6-15-06, 9:04 am
The EEOC has lost more than 575 staff members since 2001, or about 20 percent of its total workforce.
Although the agency has reduced its backlog of cases in recent years, it still faces a backlog of more than 30,000 cases and takes an average of 180 days to process a charge.
The total number of EEOC charges fell to 75,428 in 2005, the lowest number reported since 1992 and down substantially from 84,442 in 2002. The agency filed 417 lawsuits in 2005 and recovered $107.7 million for victims of discrimination.
The number and nature of the charges filed with the agency indicates that discrimination is still rampant in the workplace and far more enforcement is needed.
In 2005, 35.5 percent of the EEOC charges were based on racial discrimination claims.
On April 19, the EEOC issued new guidelines on the prohibition against discrimination in employment based on race and color under Title VII of the Civil Rights At of 1964, but it has no new resources to ensure compliance.
A 2005 survey of almost 2,000 U.S. workers by Hudson reported that 20 percent say that racial or ethnic discrimination exists in their workplace, and 23 percent know someone who has been affected adversely at work because of their gender.
Recent discrimination lawsuits demonstrate that even sophisticated high-profile employers are capable of engaging in blatantly discriminatory behaviors:
* Hollywood giant Universal Pictures is going to trial this summer over changes that it terminated an assistant director because he is black. * Popular retailer Abercrombie & Fitch paid $40 million in December 2005 to employees and job applicants who had been victims of discrimination in the company’s attempt to create a certain “look” for its sales workers, a policy that resulted in a young, white male sales force, with minorities relegated to back-room jobs. * Georgetowne Place, which operates homes for the elderly in 14 states, paid $650,000 in June 2005 to settle a lawsuit stemming from its practice of marking job applications from minorities and eliminating them from consideration, claiming that its elderly residents preferred white employees. * The Dial Corporation’s Armour meatpacking plant in Iowa paid more than $3 million in September 2005 to settle a sex discrimination suit brought by women who were refused jobs because they could not pass a strength test that was unrelated to the actual work required. * In March of this year, UPS was slapped with a lawsuit for discrimination based on religion when it tried to force an employee to shave his beard. * Also in March 2006, Lawry’s Restaurants, a large group of several restaurant chains, was hit with a suit after refusing to modify its policy of hiring only women for server positions.
The new EEOC guidelines also specifically warn employers that recruiting at predominantly white schools may also produce a pattern of discrimination that violates Title VII. With on-campus recruiting increasing this year, this warning is particularly important.
Another area that must be closely monitored is the growing use of employee referral programs as a source for job candidates.
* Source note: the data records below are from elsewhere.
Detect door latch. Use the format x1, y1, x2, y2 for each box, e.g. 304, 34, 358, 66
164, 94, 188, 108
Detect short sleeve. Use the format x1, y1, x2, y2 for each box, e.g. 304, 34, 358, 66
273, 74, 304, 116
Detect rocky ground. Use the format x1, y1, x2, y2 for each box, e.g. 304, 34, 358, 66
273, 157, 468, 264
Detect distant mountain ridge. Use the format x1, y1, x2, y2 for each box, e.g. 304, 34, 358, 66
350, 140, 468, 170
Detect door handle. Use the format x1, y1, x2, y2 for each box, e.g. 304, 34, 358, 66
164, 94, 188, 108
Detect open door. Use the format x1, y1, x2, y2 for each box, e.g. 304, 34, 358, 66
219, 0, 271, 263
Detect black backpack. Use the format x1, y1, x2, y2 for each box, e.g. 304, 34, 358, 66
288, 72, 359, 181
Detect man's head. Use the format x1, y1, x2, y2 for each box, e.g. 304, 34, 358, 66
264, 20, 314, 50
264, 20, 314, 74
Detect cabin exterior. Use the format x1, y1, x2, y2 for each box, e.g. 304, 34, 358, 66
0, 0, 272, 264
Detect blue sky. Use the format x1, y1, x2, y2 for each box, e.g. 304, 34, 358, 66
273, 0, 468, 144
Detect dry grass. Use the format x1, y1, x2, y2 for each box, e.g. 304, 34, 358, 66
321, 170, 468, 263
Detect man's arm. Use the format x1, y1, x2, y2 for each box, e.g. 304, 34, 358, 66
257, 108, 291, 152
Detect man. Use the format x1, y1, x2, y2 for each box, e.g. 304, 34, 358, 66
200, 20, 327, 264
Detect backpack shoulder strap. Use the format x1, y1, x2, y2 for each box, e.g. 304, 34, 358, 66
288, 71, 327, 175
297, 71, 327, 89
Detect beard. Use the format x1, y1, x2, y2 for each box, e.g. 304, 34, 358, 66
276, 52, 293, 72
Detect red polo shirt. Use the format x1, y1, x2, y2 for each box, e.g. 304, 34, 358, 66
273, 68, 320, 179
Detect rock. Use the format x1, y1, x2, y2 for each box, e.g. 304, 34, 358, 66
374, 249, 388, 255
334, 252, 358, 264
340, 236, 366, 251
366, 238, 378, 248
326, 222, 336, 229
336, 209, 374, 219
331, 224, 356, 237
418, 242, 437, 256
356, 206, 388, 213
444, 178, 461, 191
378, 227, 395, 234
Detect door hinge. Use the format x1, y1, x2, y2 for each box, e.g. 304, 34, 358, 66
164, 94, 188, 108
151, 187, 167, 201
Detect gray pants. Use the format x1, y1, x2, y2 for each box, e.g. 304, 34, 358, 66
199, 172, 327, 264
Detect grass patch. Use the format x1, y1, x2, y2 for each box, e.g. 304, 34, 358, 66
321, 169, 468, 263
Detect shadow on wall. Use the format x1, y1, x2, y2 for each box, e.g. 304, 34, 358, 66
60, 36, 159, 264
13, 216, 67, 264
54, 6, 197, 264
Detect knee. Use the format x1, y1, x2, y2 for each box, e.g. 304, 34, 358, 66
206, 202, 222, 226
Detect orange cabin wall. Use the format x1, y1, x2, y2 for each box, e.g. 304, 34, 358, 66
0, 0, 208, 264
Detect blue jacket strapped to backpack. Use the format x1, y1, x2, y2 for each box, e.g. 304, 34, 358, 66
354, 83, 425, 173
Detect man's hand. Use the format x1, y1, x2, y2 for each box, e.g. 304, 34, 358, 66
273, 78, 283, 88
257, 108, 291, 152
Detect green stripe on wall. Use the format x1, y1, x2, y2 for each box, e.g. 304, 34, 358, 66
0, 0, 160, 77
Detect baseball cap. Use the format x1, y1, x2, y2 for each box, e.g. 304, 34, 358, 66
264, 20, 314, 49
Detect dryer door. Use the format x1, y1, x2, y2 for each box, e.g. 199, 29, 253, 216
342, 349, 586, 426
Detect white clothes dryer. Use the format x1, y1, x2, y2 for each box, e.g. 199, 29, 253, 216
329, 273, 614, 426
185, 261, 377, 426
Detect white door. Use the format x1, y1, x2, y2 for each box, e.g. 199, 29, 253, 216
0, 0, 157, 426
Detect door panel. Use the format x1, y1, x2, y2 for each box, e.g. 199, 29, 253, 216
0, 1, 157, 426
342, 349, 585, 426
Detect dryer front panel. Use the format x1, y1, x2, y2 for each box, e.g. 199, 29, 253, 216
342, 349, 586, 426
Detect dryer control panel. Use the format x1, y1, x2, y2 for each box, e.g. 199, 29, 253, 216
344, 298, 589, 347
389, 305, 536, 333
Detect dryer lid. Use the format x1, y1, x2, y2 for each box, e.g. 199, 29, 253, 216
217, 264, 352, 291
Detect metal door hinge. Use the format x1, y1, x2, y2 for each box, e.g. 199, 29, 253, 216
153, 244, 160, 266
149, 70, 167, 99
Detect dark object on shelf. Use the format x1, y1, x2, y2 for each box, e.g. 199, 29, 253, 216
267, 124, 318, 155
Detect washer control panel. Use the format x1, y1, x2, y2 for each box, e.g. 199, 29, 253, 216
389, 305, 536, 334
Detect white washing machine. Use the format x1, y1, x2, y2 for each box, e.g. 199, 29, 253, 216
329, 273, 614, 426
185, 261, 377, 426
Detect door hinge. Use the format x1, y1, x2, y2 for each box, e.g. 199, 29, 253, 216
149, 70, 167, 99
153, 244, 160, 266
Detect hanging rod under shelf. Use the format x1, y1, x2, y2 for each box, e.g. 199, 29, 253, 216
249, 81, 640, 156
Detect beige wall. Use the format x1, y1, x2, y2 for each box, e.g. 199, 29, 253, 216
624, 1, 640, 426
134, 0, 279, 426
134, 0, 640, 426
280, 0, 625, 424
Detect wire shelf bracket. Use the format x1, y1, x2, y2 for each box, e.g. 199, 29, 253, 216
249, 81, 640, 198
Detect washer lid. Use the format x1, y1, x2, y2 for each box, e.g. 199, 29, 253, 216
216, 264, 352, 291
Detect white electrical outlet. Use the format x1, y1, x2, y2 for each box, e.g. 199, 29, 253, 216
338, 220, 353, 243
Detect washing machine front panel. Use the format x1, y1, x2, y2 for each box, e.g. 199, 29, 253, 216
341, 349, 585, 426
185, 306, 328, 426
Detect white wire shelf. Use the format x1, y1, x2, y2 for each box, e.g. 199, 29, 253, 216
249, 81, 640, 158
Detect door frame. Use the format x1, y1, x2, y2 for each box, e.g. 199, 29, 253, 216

These programs, which fall under the EEOC’s warnings about word-of-mouth recruiting, may simply reproduce the same racial disparities and imbalances that exist in many workplaces.
The new EEOC guidelines specifically remind employers with employee referral programs that if white employees only refer white job candidates, the program may be found to have a discriminatory effect.
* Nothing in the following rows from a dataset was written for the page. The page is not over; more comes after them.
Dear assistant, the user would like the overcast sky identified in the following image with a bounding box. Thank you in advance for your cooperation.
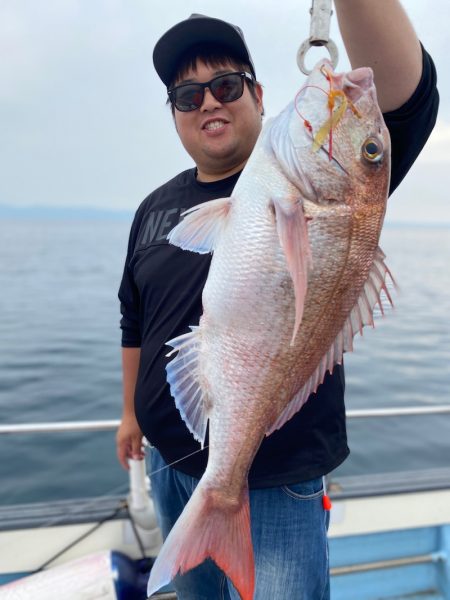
[0,0,450,223]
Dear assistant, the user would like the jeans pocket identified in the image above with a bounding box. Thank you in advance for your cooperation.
[281,477,323,500]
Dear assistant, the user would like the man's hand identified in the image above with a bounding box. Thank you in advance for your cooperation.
[116,413,145,471]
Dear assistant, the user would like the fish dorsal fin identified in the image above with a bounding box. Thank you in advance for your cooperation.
[266,248,395,435]
[272,197,311,346]
[167,198,231,254]
[166,327,208,448]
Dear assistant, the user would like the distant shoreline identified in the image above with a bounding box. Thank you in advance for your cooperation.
[0,204,134,221]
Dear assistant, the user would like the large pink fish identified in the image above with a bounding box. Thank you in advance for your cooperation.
[148,61,390,600]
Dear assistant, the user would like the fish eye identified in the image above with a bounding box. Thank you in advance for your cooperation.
[362,136,384,163]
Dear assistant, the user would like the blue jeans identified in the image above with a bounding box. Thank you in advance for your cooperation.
[150,448,330,600]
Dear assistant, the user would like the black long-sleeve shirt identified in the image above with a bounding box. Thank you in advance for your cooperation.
[119,51,439,487]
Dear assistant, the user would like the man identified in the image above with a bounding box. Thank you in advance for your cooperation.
[117,5,438,600]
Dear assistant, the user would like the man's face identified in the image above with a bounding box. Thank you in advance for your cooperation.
[174,61,263,181]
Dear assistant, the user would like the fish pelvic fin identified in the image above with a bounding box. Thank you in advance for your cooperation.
[147,482,255,600]
[167,198,231,254]
[266,248,396,435]
[166,327,208,448]
[272,198,312,346]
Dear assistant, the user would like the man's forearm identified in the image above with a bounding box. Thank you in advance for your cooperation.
[122,348,141,415]
[334,0,422,112]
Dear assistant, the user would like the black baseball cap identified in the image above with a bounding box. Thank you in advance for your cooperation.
[153,14,256,87]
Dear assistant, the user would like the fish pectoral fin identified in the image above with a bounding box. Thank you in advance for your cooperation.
[166,327,208,448]
[272,197,311,346]
[167,198,231,254]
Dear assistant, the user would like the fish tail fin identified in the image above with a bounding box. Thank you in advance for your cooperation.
[147,483,255,600]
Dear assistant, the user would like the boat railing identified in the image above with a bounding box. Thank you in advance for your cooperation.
[0,404,450,435]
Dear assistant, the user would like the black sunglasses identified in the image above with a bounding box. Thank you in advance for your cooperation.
[167,71,253,112]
The EEOC brought charges against Carl Buddig & Company, a large Chicago-area meatpacker, when it found that the company’s recruiting and hiring programs, including its employee referral program, systematically excluded black job candidates.
The Office of Federal Contract Compliance Programs (OFCCP), which enforces anti-discrimination laws and regulations for the 30,000 companies that have federal contracts, recovered a record $45.2 million in 2005 for 14,761 workers who had been subjected to unlawful discrimination.
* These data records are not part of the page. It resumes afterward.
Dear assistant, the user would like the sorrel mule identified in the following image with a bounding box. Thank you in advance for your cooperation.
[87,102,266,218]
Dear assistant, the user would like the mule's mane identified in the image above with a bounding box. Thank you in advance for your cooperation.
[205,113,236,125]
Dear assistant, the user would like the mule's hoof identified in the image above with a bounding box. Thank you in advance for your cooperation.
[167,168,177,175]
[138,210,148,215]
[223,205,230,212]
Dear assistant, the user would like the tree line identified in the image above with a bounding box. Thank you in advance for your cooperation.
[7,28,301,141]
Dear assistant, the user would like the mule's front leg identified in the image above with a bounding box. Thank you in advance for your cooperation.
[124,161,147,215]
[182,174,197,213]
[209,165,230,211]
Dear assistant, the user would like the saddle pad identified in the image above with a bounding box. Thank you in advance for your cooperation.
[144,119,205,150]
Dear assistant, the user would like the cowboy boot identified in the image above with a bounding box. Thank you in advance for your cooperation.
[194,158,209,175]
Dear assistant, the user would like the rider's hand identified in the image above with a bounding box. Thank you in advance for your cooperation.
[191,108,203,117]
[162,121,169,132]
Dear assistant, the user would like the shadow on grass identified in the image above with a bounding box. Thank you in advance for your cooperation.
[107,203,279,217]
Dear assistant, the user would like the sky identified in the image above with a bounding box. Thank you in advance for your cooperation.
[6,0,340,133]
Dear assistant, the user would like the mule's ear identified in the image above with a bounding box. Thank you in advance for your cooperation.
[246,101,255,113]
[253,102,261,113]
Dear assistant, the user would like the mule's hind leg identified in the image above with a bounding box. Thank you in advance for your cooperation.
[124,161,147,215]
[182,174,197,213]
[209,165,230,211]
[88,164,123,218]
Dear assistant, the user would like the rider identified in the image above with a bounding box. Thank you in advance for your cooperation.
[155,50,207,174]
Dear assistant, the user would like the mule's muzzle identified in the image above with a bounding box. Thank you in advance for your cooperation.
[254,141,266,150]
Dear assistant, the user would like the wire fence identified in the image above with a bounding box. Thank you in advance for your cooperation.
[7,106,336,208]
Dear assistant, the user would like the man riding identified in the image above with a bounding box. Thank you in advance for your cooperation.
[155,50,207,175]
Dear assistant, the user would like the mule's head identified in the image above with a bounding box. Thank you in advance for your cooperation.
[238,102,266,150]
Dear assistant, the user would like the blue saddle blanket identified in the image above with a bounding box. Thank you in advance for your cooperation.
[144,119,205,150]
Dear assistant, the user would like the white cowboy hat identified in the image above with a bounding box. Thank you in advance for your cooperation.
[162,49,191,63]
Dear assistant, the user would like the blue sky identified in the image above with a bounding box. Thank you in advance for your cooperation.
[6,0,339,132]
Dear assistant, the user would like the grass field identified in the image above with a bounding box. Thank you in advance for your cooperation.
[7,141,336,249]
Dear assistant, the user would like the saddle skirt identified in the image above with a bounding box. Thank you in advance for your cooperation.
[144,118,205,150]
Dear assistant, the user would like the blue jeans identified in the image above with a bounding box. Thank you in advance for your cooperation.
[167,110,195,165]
Almost all of the cases included systemic discrimination, where a significant number of workers or job applicants were subjected to discrimination because of an unlawful employment practice or policy. The average benefit per victim in 2005 was only $3,059.
The number of compliance evaluations completed by the OFCCP fell from 4,716 in 2001 to 2,730 in 2005, a 42 percent decline.
In 2003, the OFCCP shifted its focus to systemic discrimination cases, using automated statistical methods to prioritize companies for a more thorough investigation based n the probability that discrimination will be uncovered in a compliance review.
These changes at the OFCCP and the budget cuts at the EEOC must be closely monitored by unions to ensure that the agencies are truly enforcing anti-discrimination laws.